On Tuesday I spent nearly 20 hours putting the India proposal together. That's right -- writing, editing, changes, formatting, etc., were going on up until the last minute. But the good news is that the proposal is done and gone! No more India, at least until we get questions or a BAFO.
So basically, my client, their subcontractors and I worked on that proposal for almost two months. If you were to look at the first draft and the final version, you would see that every section (and probably every paragraph) is totally different. My guess is that we produced at least 15 drafts of the proposal over the two-month period.

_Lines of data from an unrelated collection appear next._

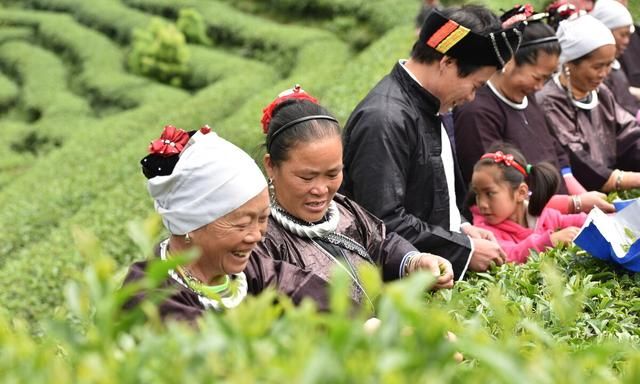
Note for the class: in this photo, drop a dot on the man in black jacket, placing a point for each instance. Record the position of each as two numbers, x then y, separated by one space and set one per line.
398 159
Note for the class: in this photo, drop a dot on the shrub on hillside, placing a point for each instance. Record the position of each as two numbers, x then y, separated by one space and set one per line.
160 52
191 24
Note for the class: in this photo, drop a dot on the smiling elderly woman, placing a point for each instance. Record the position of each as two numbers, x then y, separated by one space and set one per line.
311 228
601 138
212 197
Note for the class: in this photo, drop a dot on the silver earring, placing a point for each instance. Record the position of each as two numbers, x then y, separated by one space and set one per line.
272 189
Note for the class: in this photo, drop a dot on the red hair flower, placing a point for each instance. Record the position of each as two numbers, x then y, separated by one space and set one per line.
295 93
205 129
171 142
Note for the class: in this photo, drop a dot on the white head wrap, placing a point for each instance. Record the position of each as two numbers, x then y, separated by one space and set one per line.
612 14
212 178
581 36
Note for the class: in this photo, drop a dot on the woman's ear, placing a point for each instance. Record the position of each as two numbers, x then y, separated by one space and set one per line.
522 193
446 62
509 67
268 165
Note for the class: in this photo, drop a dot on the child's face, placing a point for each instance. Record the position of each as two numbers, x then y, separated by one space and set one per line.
496 199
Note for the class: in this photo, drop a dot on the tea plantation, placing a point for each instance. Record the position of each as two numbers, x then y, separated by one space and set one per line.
85 85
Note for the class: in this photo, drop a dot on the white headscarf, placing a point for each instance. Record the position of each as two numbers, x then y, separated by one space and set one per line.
581 36
212 178
612 14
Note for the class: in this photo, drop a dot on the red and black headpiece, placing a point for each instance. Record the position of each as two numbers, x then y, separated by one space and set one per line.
453 39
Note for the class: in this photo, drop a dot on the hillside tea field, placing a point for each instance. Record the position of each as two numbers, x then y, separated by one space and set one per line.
84 87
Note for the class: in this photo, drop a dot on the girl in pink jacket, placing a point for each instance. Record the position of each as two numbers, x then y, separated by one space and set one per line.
510 198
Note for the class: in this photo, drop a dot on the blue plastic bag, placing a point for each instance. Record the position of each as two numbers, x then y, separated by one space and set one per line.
621 204
607 238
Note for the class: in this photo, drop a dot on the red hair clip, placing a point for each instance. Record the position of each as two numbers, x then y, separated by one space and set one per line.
171 141
506 159
295 93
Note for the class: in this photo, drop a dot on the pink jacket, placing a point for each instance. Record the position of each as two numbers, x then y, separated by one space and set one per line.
517 240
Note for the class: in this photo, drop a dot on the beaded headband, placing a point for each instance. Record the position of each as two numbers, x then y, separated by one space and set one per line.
448 37
539 41
295 122
507 160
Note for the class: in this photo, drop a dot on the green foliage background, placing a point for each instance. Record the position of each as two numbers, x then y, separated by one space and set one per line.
74 122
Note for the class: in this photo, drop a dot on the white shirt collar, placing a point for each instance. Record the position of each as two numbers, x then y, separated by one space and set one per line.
519 106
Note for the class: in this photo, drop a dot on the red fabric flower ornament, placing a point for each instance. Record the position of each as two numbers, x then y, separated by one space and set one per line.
294 93
171 142
508 160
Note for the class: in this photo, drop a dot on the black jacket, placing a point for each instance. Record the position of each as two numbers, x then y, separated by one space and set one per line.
393 166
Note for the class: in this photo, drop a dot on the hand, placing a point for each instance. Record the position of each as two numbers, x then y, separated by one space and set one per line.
595 199
486 252
440 267
564 236
478 233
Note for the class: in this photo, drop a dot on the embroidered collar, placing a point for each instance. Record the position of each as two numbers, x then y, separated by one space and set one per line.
235 297
519 106
588 103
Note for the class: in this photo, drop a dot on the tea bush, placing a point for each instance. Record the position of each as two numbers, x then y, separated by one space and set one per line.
191 24
269 340
160 52
562 317
8 92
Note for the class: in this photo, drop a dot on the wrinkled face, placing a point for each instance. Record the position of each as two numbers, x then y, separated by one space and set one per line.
589 73
525 79
307 180
226 243
587 5
495 198
458 90
622 36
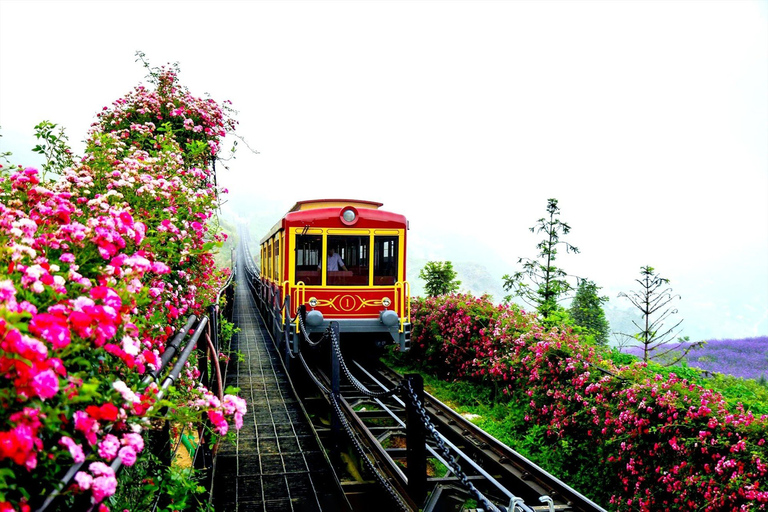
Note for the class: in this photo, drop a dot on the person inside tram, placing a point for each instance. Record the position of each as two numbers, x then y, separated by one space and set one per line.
335 263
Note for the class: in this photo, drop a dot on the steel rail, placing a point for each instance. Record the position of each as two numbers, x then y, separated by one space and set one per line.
519 468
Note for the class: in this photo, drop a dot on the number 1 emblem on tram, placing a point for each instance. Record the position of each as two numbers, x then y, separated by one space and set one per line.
344 261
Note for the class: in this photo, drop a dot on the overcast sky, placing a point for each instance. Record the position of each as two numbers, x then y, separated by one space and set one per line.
647 120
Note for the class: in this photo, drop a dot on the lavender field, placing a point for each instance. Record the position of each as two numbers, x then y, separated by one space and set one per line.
746 358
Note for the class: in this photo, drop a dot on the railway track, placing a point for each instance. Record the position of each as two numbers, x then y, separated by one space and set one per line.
365 413
467 468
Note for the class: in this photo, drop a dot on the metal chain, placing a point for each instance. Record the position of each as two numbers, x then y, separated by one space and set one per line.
446 453
303 331
356 383
368 464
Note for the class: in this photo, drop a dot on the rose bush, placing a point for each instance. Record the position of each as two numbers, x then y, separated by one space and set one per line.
653 440
97 270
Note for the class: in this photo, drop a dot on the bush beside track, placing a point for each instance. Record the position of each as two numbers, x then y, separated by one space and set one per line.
97 270
629 435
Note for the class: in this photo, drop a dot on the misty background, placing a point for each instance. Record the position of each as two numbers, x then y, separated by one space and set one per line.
648 121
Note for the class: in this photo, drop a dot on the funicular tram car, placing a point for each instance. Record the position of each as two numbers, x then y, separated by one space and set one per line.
366 293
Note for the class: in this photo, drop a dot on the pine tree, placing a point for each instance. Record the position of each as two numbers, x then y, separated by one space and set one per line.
440 278
540 283
587 311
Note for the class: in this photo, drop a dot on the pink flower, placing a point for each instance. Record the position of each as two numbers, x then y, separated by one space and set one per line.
127 455
84 480
46 384
105 484
74 449
109 447
135 441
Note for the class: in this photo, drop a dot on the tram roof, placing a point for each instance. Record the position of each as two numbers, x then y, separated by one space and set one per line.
312 204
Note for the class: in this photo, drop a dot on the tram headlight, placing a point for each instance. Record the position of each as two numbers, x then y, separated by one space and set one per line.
349 215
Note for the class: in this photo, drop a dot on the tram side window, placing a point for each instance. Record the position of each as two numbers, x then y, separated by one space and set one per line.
385 260
308 249
354 251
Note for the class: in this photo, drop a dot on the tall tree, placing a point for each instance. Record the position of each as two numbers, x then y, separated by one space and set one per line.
654 300
440 278
587 311
540 283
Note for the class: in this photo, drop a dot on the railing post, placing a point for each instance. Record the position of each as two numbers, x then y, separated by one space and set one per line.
335 390
287 332
416 439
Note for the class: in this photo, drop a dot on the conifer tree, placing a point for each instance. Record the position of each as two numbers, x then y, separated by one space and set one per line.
587 311
540 283
440 278
654 300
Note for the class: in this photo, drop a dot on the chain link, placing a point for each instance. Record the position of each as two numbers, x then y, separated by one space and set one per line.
351 378
364 457
445 452
303 331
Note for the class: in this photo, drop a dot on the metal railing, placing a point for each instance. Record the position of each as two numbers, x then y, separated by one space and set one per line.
205 338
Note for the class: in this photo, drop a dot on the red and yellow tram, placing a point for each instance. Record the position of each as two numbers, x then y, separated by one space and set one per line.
344 260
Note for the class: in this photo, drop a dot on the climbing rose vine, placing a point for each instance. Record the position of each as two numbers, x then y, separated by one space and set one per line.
657 442
97 270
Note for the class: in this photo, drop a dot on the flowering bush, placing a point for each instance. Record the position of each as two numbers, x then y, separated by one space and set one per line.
654 442
98 270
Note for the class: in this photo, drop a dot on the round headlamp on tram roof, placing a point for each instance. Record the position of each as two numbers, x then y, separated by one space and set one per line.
348 215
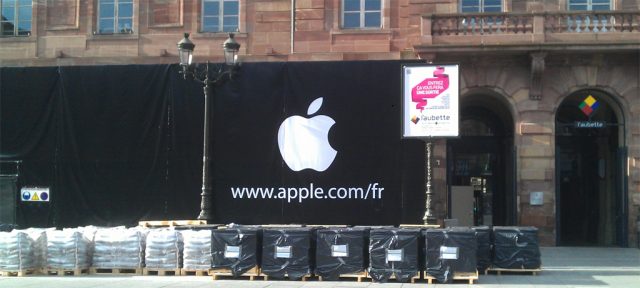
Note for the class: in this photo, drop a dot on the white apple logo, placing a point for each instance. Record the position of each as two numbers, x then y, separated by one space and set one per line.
304 142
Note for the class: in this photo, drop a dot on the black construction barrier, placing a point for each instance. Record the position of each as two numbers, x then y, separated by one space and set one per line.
516 248
483 235
7 227
340 251
393 252
236 249
288 252
450 251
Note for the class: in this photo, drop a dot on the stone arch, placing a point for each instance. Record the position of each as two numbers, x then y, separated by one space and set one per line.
482 108
590 155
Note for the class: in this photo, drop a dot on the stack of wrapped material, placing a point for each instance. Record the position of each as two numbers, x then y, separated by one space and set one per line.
197 249
16 251
119 248
67 249
163 250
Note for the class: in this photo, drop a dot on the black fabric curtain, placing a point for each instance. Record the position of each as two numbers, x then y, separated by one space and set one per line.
117 144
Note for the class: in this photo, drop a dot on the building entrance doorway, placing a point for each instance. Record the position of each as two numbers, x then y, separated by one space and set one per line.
590 165
481 165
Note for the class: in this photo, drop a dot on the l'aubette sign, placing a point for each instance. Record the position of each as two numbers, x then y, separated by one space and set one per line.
590 124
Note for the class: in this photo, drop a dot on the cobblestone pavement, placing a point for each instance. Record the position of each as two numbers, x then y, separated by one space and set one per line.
562 267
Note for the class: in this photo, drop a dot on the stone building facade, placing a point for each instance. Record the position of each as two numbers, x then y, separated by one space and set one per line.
524 66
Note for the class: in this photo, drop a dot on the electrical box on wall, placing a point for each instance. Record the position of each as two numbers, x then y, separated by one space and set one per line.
536 198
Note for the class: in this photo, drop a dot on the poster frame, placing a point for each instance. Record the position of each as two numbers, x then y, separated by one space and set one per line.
404 94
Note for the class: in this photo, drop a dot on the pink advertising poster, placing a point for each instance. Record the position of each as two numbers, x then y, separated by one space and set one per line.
430 100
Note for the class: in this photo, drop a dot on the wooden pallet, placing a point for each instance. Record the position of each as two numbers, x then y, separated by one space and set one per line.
65 272
219 273
457 276
115 271
19 273
393 277
161 272
194 272
500 270
357 276
425 226
286 277
171 223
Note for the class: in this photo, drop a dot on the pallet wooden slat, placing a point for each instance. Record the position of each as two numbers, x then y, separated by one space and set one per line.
161 272
393 277
426 226
18 273
286 276
194 272
523 270
466 276
65 272
357 276
115 271
171 223
224 272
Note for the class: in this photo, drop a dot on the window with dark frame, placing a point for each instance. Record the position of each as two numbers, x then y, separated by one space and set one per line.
480 6
16 17
115 16
220 15
589 5
360 14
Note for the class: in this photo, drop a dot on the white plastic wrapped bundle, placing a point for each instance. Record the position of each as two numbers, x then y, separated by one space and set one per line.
16 251
164 249
39 238
118 248
67 249
197 249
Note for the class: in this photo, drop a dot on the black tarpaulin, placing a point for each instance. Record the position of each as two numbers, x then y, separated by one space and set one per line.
450 251
393 252
483 234
236 249
516 248
288 252
340 251
120 144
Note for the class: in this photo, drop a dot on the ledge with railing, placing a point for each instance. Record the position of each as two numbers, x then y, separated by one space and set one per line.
522 28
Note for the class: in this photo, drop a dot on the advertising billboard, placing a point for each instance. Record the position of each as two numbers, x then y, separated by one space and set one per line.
430 97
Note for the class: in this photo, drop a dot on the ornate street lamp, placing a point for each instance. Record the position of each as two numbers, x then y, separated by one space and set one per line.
185 52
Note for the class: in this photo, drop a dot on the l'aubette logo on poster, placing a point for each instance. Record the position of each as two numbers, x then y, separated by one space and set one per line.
430 101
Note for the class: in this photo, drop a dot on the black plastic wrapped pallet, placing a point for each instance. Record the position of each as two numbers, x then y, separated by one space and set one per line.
7 227
198 227
340 251
450 251
236 249
483 235
516 248
393 251
288 252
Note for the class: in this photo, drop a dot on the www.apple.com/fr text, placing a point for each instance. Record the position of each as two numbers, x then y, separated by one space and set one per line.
373 190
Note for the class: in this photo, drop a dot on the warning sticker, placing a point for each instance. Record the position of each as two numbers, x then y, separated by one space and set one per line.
35 194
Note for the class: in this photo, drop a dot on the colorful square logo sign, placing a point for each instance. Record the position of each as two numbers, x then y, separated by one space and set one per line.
588 105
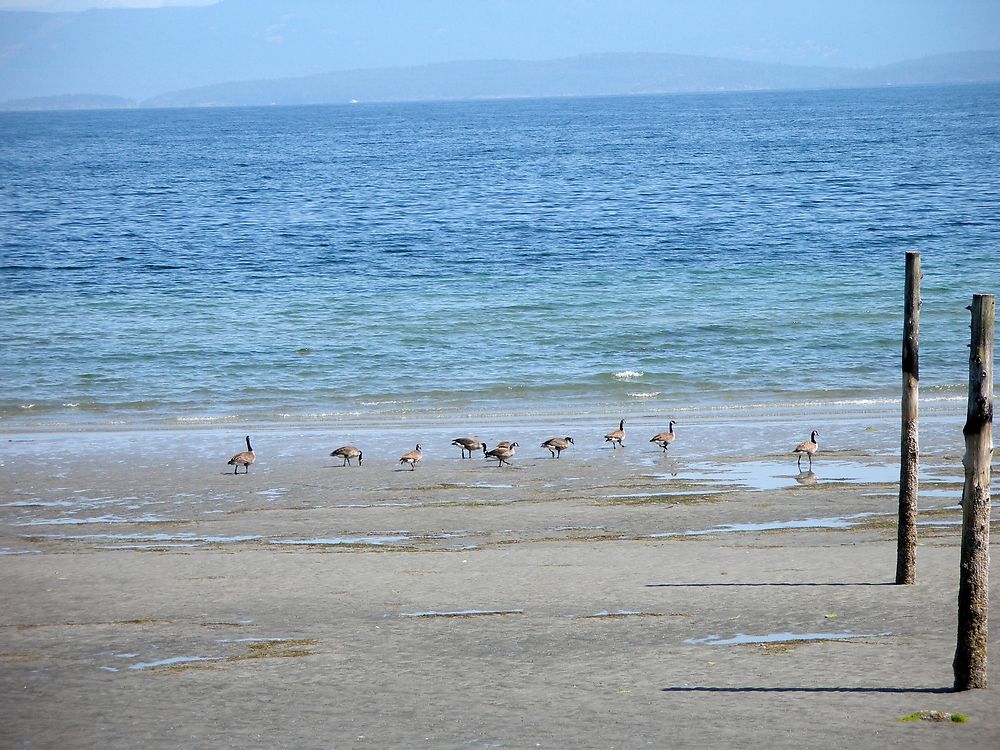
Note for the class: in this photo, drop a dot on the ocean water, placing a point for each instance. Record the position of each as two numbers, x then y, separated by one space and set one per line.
662 254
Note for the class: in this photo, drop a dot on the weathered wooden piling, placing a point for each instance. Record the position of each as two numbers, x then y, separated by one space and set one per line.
973 590
909 459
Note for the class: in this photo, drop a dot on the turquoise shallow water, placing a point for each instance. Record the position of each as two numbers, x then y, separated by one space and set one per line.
490 259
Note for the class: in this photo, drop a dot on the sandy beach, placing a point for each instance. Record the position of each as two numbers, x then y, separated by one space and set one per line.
608 599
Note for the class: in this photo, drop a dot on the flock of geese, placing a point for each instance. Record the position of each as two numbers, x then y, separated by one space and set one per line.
505 450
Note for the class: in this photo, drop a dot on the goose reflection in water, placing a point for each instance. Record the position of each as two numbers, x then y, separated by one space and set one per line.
807 477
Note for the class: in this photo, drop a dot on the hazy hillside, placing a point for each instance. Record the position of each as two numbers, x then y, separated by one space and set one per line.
139 53
587 75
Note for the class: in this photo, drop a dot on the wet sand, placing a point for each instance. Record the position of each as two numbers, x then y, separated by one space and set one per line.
620 599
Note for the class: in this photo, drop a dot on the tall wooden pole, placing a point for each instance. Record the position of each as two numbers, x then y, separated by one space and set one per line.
909 459
973 588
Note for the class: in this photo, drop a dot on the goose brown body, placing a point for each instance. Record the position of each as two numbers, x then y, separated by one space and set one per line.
243 458
557 445
411 457
616 436
665 439
347 452
467 444
502 454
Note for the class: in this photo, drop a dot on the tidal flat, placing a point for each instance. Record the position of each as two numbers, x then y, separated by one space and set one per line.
609 598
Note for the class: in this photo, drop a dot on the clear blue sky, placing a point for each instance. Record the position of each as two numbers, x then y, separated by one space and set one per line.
141 52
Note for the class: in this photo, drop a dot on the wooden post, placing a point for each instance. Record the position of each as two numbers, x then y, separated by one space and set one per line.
909 457
973 591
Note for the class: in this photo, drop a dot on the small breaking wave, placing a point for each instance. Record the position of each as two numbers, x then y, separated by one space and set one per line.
629 375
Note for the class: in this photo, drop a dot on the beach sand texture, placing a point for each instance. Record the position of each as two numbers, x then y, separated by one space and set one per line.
155 600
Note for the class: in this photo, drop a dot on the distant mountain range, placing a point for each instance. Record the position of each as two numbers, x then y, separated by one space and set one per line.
585 75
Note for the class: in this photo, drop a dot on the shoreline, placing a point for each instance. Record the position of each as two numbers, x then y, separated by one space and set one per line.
606 598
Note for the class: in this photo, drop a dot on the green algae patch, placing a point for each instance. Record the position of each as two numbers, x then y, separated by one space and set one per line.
935 716
276 650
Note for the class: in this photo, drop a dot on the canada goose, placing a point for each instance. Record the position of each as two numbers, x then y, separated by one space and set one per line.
411 457
557 445
664 439
616 436
244 459
348 452
503 455
467 444
807 448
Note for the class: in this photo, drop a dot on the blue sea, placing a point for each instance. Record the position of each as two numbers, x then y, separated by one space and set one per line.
663 255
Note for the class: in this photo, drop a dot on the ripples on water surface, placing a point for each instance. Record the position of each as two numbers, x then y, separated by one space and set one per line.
549 256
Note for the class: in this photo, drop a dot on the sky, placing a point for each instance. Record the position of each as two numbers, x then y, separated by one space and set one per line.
74 5
142 53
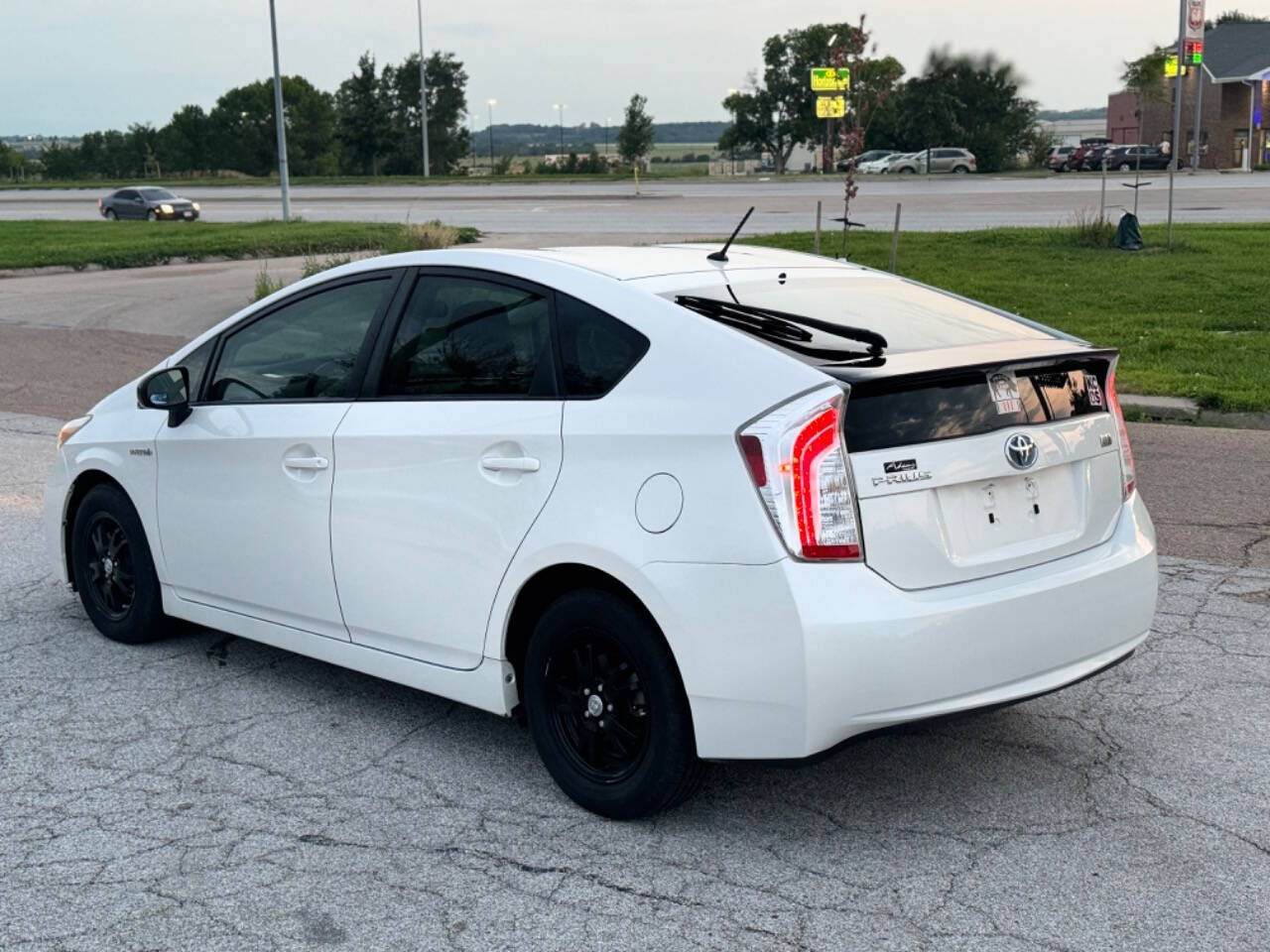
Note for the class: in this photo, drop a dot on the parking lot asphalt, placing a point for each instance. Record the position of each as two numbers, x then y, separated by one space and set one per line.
670 209
211 793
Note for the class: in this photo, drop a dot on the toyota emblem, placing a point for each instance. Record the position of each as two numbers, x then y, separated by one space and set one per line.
1021 451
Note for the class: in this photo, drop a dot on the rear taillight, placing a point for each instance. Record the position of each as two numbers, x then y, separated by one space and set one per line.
798 460
1127 468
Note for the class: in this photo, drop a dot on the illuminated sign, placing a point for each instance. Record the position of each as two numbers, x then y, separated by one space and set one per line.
830 107
830 79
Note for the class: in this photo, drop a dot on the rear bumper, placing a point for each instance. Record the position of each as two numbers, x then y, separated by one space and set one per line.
789 658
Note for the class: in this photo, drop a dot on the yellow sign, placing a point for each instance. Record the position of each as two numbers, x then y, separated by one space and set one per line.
830 80
830 107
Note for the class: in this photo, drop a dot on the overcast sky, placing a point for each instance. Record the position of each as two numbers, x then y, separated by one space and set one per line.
75 64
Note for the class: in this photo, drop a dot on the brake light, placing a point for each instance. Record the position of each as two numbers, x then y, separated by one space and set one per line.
798 460
1127 467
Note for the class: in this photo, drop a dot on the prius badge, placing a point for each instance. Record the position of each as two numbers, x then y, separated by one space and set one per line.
1021 451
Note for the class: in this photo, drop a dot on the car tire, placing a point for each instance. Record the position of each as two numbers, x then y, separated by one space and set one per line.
113 569
630 753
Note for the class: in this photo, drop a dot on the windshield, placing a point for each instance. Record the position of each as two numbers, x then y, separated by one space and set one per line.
911 317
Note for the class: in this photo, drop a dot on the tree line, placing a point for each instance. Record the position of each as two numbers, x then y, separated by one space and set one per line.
371 125
956 100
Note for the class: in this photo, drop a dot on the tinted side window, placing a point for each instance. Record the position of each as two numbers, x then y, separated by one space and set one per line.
468 336
595 350
195 362
303 350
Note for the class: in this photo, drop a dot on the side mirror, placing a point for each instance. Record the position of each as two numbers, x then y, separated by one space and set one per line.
167 390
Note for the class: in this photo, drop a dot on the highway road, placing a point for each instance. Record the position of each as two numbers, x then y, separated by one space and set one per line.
543 212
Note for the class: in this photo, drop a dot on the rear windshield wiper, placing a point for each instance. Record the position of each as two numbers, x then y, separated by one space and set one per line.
783 327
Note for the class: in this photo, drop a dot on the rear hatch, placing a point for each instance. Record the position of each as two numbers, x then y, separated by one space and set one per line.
978 470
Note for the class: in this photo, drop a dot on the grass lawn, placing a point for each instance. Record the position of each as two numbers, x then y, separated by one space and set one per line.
134 244
1191 322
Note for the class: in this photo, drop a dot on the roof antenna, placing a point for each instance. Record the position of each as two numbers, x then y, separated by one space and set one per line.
721 254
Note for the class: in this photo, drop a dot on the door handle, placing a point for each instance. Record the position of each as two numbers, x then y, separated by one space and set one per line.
511 463
307 462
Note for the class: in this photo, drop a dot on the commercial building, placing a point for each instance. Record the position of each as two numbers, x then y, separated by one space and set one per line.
1233 86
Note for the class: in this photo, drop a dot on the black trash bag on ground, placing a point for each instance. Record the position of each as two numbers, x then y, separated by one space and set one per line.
1128 235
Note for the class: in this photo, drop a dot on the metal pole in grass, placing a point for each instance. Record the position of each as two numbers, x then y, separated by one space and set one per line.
281 119
1170 239
1102 198
894 239
423 96
1174 151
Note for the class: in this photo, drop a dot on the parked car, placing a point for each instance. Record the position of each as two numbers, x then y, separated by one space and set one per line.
1147 158
864 159
1056 159
1093 158
670 507
876 166
943 160
146 202
1076 159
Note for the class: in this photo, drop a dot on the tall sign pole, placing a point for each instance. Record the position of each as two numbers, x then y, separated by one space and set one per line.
1178 82
423 96
281 119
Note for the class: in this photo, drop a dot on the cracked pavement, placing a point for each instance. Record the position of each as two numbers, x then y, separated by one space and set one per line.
211 793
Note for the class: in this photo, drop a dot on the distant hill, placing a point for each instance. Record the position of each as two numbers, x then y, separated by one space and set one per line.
532 139
1060 114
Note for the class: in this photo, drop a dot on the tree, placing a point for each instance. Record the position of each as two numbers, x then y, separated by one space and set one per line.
961 100
779 113
447 112
186 143
361 118
1144 76
635 136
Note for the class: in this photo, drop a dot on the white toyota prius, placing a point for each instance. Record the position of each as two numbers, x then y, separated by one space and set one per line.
668 506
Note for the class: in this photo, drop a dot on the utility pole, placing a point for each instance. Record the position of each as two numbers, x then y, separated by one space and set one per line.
490 103
1174 151
1199 98
281 119
423 96
559 108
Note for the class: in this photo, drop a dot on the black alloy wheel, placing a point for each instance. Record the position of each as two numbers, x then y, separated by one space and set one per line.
113 570
606 707
599 711
112 579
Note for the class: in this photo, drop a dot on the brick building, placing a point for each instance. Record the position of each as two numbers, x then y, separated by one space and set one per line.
1234 102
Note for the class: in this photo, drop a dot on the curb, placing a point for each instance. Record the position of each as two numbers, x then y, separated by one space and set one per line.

That brings me to the title of this blog post -- egos and proposals. When you work on a proposal as part of a team you need to have thick skin and let your ego fly out the window. Oftentimes, whatever you write will be edited, changed, or thrown out by others. If you are new to proposal writing, it can be devastating to find that the pieces you worked so hard on were changed so drastically by other people that you no longer recognize them as pieces that you wrote. Or worse, that your pieces were not used at all. That is what happened to me when I first started writing, and I wondered why I even bothered to write stuff if no one was going to use it.
It still happens to me. With the India proposal, for example, I wrote several pieces for various sections. In the final version of the proposal, I recognized perhaps two or three paragraphs and a few sentences that had been left intact. Everything else I had written had been changed or deleted. And the same was true for pieces written by everyone else.
Did it bother me? Not really. Did it bother others that their work wasn't used or had been heavily edited? I doubt it -- they were experienced proposal writers. And experienced proposal writers recognize that it is the end result that is important. The objective is to make the proposal as good as it can be. Making improvements to a proposal is part of the process, and it doesn't matter if it is you or other members of your proposal team who make those improvements.
So don't let your ego get in the way of a proposal. Everything you write can probably be improved upon by someone else. And in the end, the proposal will be better for it.